Opinión | El recorte

Problema y demagogia

Ultras del Marsella en las calles de la ciudad.

Ultras del Marsella en las calles de la ciudad. / EP

La actualidad nos exige que elijamos bando: rojos o azules, judíos o palestinos, rusos o ucranianos. La experiencia, en cambio, nos aconseja desconfiar de ellos. Ninguno suele tener toda la razón.

En estos días media Europa está haciendo sonar las alarmas ante nuevos atentados islamistas. Y rebrotan las advertencias sobre conflictos que emergen entre los extranjeros musulmanes con sus sociedades europeas de acogida. Las barriadas pobres que aglutinan a los cinco millones de migrantes africanos que viven en el país galo, las banlieues, se han convertido en territorio de cólera. Ciudades como Marsella son un polvorín social y el combustible con el que crece la ultraderecha. Lo mismo que en la muy civilizada Suecia, donde el Gobierno ha decidido echar mano del ejército para controlar a las pandillas que el año pasado protagonizaron casi cuatrocientos tiroteos con más de sesenta víctimas mortales.

Con la inmigración se manejan argumentos antagónicos y sin embargo igualmente demagógicos. Como todo lo que la política convierte en arma electoral. La izquierda apela a la fraternidad universal para defender la obligación moral de recibir a todos los que huyen de la miseria. La derecha se atribuye la defensa de la sociedad europea ante la invasión de una turba extranjera. Ambas posturas son insostenibles. Ni caben todos los que quieren venir ni se pueden poner puertas al campo. Pero qué coherencia cabe esperar de progresistas que defienden sociedades como las de Irán o Cuba donde se encarcela y se tortura a los disidentes o se mantiene a las mujeres en la casi esclavitud. O de unos conservadores que tragan sapos del tamaño de camiones con Arabia Saudí y defienden un comercio mundial sin fronteras para las mercancías, pero con alambradas para los seres humanos.

El gran problema es que no nos enfrentamos, como ocurrió a lo largo la historia pasada, a un flujo migratorio impulsado por razones económicas. La gente no busca una vida mejor, sino conservar la vida. La guerra ha convertido amplias zonas del mundo en un matadero del que las familias huyen despavoridas. Siria, Ucrania, Palestina y muchos países de la franja del Sahel, controlados por los verdugos del yihadismo, son fábricas de muerte de las que todos quieren huir. La peor vida en las democracias europeas es un paraíso en comparación con lo que se deja atrás.

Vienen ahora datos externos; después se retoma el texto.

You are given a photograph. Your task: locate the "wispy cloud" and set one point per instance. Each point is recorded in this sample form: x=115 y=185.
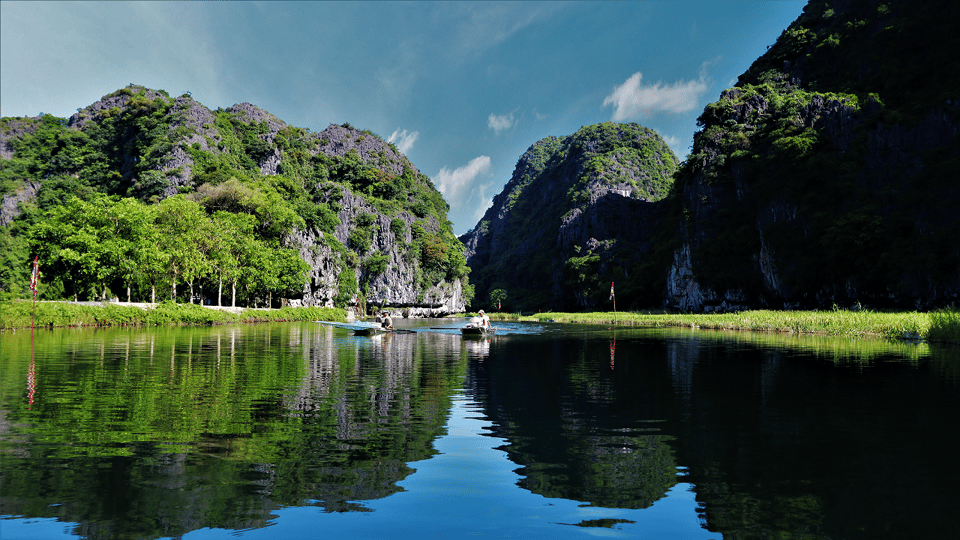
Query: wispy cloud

Los mismos que protestan en Canarias por el elevado número de turistas defienden sin embargo la llegada de miles de migrantes. Su argumento es que no se quedan. O sea, que es un problema que le pasamos a otros. Pero la migración nos concierne a todos. Huir de la demagogia consiste determinar a cuántas personas podemos integrar en nuestras sociedades y darles asilo. A partir de ahí no cabe otra que rechazar la arribada masiva y el asentamiento de ciudadanos extranjeros. No hacerlo así sería un suicidio social. Pero es el camino que llevamos.